The youth in Uganda who engage in excessive gambling including online betting are abandoning participating in productive activities. Youth who are expected to be industrious and innovative to take Uganda into middle economy have ditched their daily economic activities resolving to spend their entire life savings in sports betting with a prospect of winning. This has emerged as both a rural and urban phenomenon and has increased idleness, diverting the people who are expected to contribute to economic and social development to become addicted to hoping of winning bets.
Young people with gambling related problems are also likely to have disrupted relationships with family and peers. This is common with those who have lost school fees/tuition in gambling and those who spend excessive time in betting have lost trust of their parents. Some have been forced to leave their parents’ home, others have lost support from their parent which have forced them out of school.

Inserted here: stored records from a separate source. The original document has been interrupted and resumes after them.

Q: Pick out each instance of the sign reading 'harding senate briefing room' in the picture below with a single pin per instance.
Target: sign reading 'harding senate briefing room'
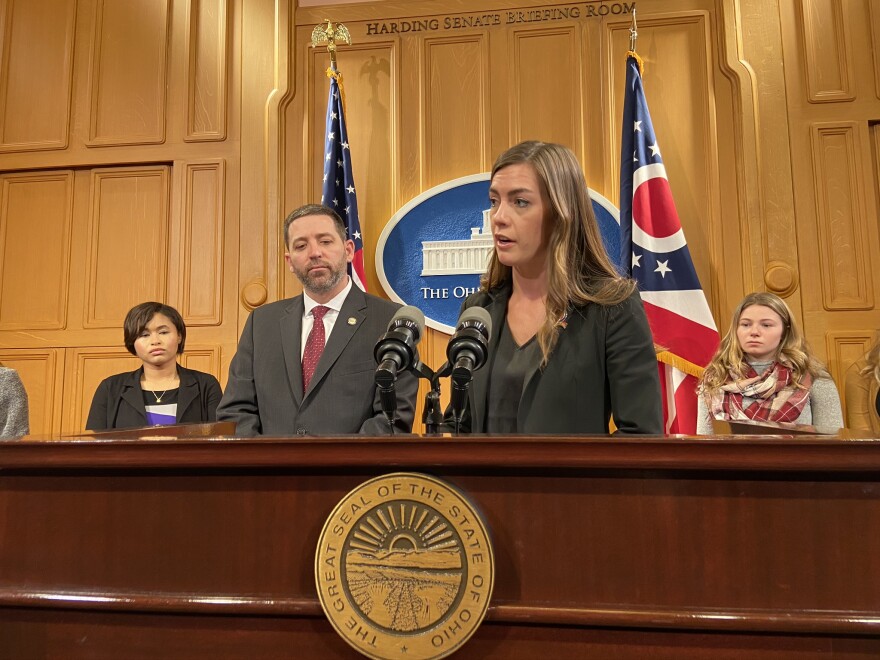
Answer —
(589, 10)
(432, 252)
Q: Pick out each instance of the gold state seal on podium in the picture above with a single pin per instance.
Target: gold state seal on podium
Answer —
(404, 568)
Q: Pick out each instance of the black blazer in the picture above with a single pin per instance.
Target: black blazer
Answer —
(603, 363)
(119, 402)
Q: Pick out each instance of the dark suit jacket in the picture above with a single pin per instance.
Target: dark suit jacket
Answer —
(264, 393)
(603, 362)
(119, 402)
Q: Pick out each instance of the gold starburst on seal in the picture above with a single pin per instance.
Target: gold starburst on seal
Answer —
(404, 568)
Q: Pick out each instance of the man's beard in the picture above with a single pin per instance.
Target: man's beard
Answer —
(321, 284)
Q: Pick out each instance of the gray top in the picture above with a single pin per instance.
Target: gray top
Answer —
(13, 405)
(509, 369)
(821, 410)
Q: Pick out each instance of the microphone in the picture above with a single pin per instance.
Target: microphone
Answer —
(396, 351)
(467, 351)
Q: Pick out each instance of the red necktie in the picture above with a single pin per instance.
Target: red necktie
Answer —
(314, 345)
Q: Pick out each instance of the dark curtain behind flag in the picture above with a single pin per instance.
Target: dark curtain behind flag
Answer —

Rates of suicide cases among young people who gamble excessively have been increasing for the last five years. After losing and fearing to face their parents to ask for more money they feel depressed and think of committing suicide or turn to use drugs. People who have threatened suicide or hurt themselves in the past are also more at risk and they need psychological support from trained mental health experts who are very few in Uganda.

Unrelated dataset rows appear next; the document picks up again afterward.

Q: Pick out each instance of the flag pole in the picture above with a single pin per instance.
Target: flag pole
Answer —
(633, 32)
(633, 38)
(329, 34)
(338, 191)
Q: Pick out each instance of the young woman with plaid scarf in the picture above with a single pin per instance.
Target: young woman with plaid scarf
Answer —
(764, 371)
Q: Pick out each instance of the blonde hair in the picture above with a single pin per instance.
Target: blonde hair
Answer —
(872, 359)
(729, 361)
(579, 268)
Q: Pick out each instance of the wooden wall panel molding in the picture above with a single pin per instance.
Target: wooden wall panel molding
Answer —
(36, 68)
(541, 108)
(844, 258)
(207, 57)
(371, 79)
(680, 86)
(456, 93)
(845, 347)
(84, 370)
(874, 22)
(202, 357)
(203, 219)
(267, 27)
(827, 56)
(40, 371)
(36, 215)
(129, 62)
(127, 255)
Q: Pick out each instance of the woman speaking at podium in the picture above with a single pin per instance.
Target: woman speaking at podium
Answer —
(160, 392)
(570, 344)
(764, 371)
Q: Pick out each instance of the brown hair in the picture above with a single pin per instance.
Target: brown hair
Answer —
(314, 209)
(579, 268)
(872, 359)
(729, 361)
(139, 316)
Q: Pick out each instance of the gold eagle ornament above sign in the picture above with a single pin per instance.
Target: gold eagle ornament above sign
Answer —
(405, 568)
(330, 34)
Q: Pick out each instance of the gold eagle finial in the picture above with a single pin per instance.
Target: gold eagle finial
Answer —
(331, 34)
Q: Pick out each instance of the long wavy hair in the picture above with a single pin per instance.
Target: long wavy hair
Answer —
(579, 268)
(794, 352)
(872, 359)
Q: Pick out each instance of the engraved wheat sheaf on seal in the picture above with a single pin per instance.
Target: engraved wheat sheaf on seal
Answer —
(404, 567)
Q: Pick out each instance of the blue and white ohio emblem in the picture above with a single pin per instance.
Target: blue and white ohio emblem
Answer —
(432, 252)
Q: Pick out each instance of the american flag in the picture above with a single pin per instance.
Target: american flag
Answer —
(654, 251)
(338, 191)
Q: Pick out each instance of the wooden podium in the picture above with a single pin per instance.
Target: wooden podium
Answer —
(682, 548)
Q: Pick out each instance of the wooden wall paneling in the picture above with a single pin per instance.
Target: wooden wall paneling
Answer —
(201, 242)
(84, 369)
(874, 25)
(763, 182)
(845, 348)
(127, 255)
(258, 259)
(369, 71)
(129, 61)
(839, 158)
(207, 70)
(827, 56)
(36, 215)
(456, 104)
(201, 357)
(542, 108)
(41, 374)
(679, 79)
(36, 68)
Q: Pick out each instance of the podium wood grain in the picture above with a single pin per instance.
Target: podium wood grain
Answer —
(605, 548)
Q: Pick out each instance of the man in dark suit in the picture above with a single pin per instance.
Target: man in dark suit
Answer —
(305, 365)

The increasing number of young people engaging in sports betting has led them into risky behaviors including unprotected sex which expose them to sexual transmitted diseases including HIV/AIDS. This is more common when young people win bets, due to excitement they are more likely to engage into unsafe/unprotected sex behaviors. Or when some loss due to disappointment they are depressed which force them into risky behaviours. Also many young people who bet excessively feel stressed, anxious and depressed this force them into practices like alcohol and drug abuse as a way of relieve mental pain caused by gambling. This puts their life in dangers like mental illness and even death.
In 2016 parliament passed the Lotteries and Gaming Act to regulate the rapidly growing industry according to this legislation the National Lotteries and Gaming Board is responsible for ensuring all actors follow the law and the negative impacts are controlled. The Act also prohibits gambling companies from operating in areas near schools. But unfortunately up to now less is being done by the board to ensure young people are protected against the negative impacts of their engagement in gambling activities like sports betting and slotting machines. At institutional level, there is no proper response program or training given to counselors to help young people with problem gambling. There is need for coordinated efforts between government, public health organizations, betting companies and other stakeholders to respond to the growing social ills related to gambling.
By Ssekajoolo Mathew
The writer is a social worker and advocate for health equity and social justice.